OVFruitQG

OVFruitQG is a PyTorch release for open-vocabulary fruit and vegetable quality and maturity assessment. The release includes model code, prompts, annotations, paper result tables, and trained checkpoints for the main method and supervised baselines.

Included Assets

OVFruitQG/
├── checkpoints/                 # Released model checkpoints
├── configs/                     # Split and baseline configs
├── data/                        # Annotation metadata and split protocol
├── models/                      # Public model implementations
├── prompts/                     # Prompt bank
├── results/                     # Paper table CSV files
├── scripts/                     # Training/evaluation/table scripts
├── training/                    # Training and metric utilities
├── OVfruitQG dataset.zip        # Dataset archive
├── requirements.txt
└── README.md

Large files such as *.pt checkpoints and the dataset zip should be stored with Git LFS when this folder is uploaded to Hugging Face.

Installation

pip install -r requirements.txt

The main OVFruitQG model uses a frozen CLIP backbone through Hugging Face transformers. If the CLIP checkpoint is not already cached, it may be downloaded automatically by transformers.

Dataset

The dataset archive is provided as:

OVfruitQG dataset.zip

Unzip it before running training/evaluation scripts. Annotation files and dataset notes are also provided under data/.

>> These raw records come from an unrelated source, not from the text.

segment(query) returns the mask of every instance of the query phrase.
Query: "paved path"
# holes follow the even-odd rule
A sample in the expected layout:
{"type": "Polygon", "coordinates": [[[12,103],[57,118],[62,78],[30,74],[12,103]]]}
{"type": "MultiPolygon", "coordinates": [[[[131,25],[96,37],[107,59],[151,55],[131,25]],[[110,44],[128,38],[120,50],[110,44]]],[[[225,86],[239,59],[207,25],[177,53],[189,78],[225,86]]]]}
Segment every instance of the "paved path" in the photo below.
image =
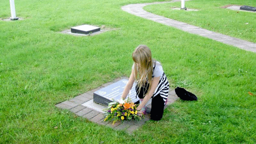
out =
{"type": "Polygon", "coordinates": [[[149,5],[177,2],[180,2],[180,0],[174,0],[171,2],[131,4],[122,7],[122,10],[130,14],[168,26],[173,26],[191,34],[208,38],[218,42],[232,45],[246,50],[256,52],[256,43],[218,34],[185,22],[180,22],[163,16],[152,14],[143,10],[143,7],[149,5]]]}
{"type": "MultiPolygon", "coordinates": [[[[150,114],[148,113],[150,112],[151,109],[151,104],[146,107],[146,112],[148,113],[145,114],[145,118],[140,121],[125,121],[123,123],[119,122],[116,123],[115,125],[112,125],[112,123],[103,121],[104,113],[102,110],[99,110],[99,108],[101,108],[102,109],[102,108],[106,108],[106,106],[97,104],[93,102],[93,93],[94,92],[123,78],[129,79],[129,78],[126,77],[118,78],[113,82],[104,84],[94,90],[77,96],[70,100],[58,103],[55,106],[61,109],[69,110],[77,116],[87,119],[92,122],[106,126],[115,130],[124,130],[129,133],[131,133],[143,125],[145,122],[149,121],[150,114]]],[[[168,105],[174,102],[178,99],[179,98],[177,96],[175,91],[173,90],[169,90],[168,96],[168,102],[165,108],[166,108],[168,105]]]]}

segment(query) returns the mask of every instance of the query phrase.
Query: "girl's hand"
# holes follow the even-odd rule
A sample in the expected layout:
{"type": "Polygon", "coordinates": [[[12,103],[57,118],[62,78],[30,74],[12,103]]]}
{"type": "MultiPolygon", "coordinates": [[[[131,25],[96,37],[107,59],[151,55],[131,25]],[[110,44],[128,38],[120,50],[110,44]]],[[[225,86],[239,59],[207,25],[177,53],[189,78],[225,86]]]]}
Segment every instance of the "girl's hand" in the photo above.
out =
{"type": "Polygon", "coordinates": [[[142,111],[141,111],[141,109],[140,109],[140,110],[138,110],[138,113],[137,113],[137,115],[140,116],[140,117],[141,117],[142,116],[142,115],[143,114],[143,113],[142,112],[142,111]]]}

The public split protocol is category-level and is described in:

data/split_protocol.md

No per-image train/validation/test split CSV files are included in this release.

Label Order

Quality labels:

healthy, rotten, moldy, bruised, cracked

Maturity labels:

unripe, ripe, overripe

The same orders are exported from models as QUALITY_CLASSES and MATURITY_CLASSES.

Checkpoints

The release includes four category splits:

File pattern	Model
`checkpoints/OVFruitQG_split*.pt`	OVFruitQG / V3.1
`checkpoints/ResNet_split*.pt`	Supervised ResNet50
`checkpoints/ViT_split*.pt`	Supervised ViT-B/16
`checkpoints/ResNet_LDB_fast_split*.pt`	V4.5 / ResNet LDB fast

See checkpoints/checkpoint_manifest.csv for SHA256 hashes.

Load a Checkpoint

import torch
from PIL import Image
from torchvision import transforms

from models import build_model_for_checkpoint, load_checkpoint_into_model

checkpoint = "checkpoints/ResNet_split1.pt"
model = build_model_for_checkpoint(checkpoint)
load_checkpoint_into_model(model, checkpoint)
model.eval()

preprocess = transforms.Compose([
    transforms.Resize((224, 224)),
    transforms.ToTensor(),
    transforms.Normalize(mean=[0.485, 0.456, 0.406],
                         std=[0.229, 0.224, 0.225]),
])

image = Image.open("path/to/crop.jpg").convert("RGB")
pixel_values = preprocess(image).unsqueeze(0)

with torch.no_grad():
    outputs = model(pixel_values)
    quality_id = outputs["quality_logits"].argmax(dim=-1).item()
    maturity_id = outputs["maturity_logits"].argmax(dim=-1).item()

For OVFruitQG:

from models import build_model, load_checkpoint_into_model

model = build_model(
    "v3_1",
    model_version="v3_1",
    freeze_backbone=True,
    allow_backbone_fallback=False,
)
load_checkpoint_into_model(model, "checkpoints/OVFruitQG_split1.pt")

For V4.5:

from models import build_model_for_checkpoint, load_checkpoint_into_model

checkpoint = "checkpoints/ResNet_LDB_fast_split1.pt"
model = build_model_for_checkpoint(checkpoint)
load_checkpoint_into_model(model, checkpoint)

Results

Paper result tables are stored in results/, including:

Table 5: main recognition results
Table 6: prompt retrieval and matching
Table 7: seen/unseen generalization
Table 8: ablation study
Table 9: efficiency analysis

License and Third-Party Models

The code is released under the MIT license. Third-party foundation models such as CLIP, OpenCLIP, and Grounding DINO are not redistributed unless their files are explicitly present in this folder. Use the official sources and respect their original licenses.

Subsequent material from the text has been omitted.